The Ki-67+CCR6+ fraction of CD4 T cells was not changed during acute infection, and averaged 5.2% in uninfected animals (Figure 4F). Similarly, the frequency of Ki-67 positive cells within CCR6+ vaginal CD4 T cells averaged 11.9% and did not change during acute infection relative to uninfected animals.

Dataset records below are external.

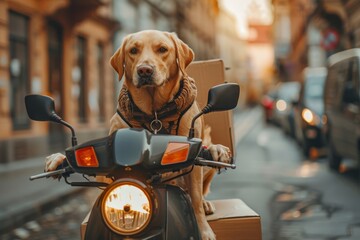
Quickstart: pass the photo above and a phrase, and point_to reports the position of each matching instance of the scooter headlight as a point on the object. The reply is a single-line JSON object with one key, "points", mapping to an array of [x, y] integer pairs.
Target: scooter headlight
{"points": [[126, 208]]}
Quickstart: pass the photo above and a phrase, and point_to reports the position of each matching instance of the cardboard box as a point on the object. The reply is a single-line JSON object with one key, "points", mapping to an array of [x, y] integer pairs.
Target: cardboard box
{"points": [[208, 74], [233, 219]]}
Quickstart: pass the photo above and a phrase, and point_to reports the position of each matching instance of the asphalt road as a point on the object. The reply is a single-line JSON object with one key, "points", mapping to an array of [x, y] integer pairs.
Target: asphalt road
{"points": [[296, 198]]}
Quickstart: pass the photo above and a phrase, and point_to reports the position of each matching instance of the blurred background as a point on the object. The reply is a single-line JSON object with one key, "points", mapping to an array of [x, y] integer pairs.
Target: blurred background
{"points": [[300, 91]]}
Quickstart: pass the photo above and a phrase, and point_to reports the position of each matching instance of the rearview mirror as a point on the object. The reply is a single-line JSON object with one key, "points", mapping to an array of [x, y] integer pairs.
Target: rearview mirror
{"points": [[220, 98], [223, 97], [40, 108]]}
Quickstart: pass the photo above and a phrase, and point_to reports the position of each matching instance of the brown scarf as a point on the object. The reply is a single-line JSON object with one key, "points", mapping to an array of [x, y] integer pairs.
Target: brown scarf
{"points": [[169, 115]]}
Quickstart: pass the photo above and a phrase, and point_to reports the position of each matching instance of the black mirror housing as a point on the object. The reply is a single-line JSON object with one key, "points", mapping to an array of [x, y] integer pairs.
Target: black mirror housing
{"points": [[40, 108], [223, 97]]}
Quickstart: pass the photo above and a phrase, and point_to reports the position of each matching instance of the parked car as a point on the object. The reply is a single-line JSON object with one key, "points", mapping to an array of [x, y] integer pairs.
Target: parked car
{"points": [[342, 106], [309, 110], [288, 92]]}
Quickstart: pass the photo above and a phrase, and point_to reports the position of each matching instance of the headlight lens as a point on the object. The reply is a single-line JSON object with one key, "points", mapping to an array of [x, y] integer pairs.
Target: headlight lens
{"points": [[281, 105], [126, 208]]}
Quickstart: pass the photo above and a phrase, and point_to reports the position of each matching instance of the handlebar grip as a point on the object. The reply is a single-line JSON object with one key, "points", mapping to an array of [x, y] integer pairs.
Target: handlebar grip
{"points": [[205, 153]]}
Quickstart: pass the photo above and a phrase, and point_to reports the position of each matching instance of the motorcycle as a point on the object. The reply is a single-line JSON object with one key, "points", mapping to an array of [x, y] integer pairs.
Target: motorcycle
{"points": [[138, 204]]}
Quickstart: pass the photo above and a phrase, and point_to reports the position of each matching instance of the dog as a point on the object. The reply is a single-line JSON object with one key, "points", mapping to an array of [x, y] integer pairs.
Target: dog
{"points": [[153, 64], [158, 95]]}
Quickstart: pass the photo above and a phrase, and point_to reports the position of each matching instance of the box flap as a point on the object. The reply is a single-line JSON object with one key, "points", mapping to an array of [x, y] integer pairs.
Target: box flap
{"points": [[231, 208]]}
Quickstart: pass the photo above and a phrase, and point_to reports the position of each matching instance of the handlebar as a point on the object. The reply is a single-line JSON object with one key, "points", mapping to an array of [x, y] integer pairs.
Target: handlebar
{"points": [[210, 163], [62, 171]]}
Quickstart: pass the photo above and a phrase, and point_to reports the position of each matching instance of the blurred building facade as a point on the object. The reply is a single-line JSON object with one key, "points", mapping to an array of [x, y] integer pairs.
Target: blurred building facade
{"points": [[318, 29], [62, 48], [233, 51]]}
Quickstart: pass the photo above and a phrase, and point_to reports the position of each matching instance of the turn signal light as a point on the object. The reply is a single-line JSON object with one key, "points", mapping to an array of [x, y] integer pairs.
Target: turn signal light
{"points": [[175, 153], [86, 157]]}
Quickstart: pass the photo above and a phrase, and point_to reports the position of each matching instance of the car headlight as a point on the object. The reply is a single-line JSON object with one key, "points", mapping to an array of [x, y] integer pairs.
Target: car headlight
{"points": [[310, 117], [126, 208], [281, 105]]}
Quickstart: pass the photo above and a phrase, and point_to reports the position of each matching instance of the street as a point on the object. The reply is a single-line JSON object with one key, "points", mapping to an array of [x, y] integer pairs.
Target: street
{"points": [[295, 197]]}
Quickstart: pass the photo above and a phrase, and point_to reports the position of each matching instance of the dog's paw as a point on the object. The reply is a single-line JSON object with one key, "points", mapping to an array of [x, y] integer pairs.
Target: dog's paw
{"points": [[207, 233], [209, 208], [220, 153]]}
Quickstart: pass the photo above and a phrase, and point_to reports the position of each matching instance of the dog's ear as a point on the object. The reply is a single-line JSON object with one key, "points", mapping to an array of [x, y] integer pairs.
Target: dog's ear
{"points": [[117, 61], [184, 54]]}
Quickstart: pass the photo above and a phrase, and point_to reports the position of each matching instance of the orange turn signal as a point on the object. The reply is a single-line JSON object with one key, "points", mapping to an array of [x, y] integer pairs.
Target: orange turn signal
{"points": [[175, 153], [86, 157]]}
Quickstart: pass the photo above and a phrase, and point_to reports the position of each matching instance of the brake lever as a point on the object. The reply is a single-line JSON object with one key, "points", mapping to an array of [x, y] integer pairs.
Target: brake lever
{"points": [[67, 170]]}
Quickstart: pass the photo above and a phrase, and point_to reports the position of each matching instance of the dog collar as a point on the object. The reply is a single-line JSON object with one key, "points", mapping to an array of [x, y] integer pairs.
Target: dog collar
{"points": [[169, 115]]}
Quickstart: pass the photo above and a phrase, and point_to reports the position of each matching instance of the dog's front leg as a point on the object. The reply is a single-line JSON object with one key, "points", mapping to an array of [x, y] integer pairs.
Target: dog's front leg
{"points": [[195, 184]]}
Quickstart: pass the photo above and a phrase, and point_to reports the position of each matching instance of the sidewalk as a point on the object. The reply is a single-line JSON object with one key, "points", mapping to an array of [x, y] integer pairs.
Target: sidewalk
{"points": [[22, 200]]}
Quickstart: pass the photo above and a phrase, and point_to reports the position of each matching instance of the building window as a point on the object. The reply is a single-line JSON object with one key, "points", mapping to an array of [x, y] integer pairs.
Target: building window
{"points": [[100, 82], [19, 68], [81, 79], [55, 64]]}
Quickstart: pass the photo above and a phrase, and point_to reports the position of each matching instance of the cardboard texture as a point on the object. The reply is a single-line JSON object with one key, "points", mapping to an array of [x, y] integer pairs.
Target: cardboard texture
{"points": [[233, 219], [208, 74]]}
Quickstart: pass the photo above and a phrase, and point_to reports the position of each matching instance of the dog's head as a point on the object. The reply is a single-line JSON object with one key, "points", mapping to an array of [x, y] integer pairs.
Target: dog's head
{"points": [[151, 58]]}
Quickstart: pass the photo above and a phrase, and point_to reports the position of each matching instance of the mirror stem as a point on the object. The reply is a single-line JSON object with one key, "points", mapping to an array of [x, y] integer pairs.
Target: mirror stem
{"points": [[205, 110], [58, 119], [192, 130]]}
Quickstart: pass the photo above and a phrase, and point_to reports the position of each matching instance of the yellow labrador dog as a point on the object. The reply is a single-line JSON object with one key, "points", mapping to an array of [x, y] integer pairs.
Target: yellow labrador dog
{"points": [[158, 95]]}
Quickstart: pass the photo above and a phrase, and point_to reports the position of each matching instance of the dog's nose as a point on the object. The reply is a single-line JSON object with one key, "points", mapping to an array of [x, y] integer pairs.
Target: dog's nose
{"points": [[145, 71]]}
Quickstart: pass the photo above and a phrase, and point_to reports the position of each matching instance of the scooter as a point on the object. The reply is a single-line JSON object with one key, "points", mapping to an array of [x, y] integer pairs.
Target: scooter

In a limited survey of SIV infected cells from animal EB11, no infected cells found expressed Ki-67, unlike basal karatinocytes which were proliferating (Figure 4H). While this does not confirm that these cells were not dividing at the time infection was established, we do see that SIV proteins are actively expressed in non-proliferating cells. Thus, the exact metabolic state of cells that permits establishment of mucosal SIV infection remains an open question. Separately, in PBMC from uninfected RMs we looked for any increase in expression of CCR6 after in vitro SIV infection, which may offer an alternate explanation of infection in CCR6+ T cells. However, neither the frequency nor MFI of CCR6 on the CD4 T cell populations increased over 3 (data not shown) or 5 days in the presence of a spreading SIV infection (Figure 4I, J), and instead had a slight but insignificant decrease.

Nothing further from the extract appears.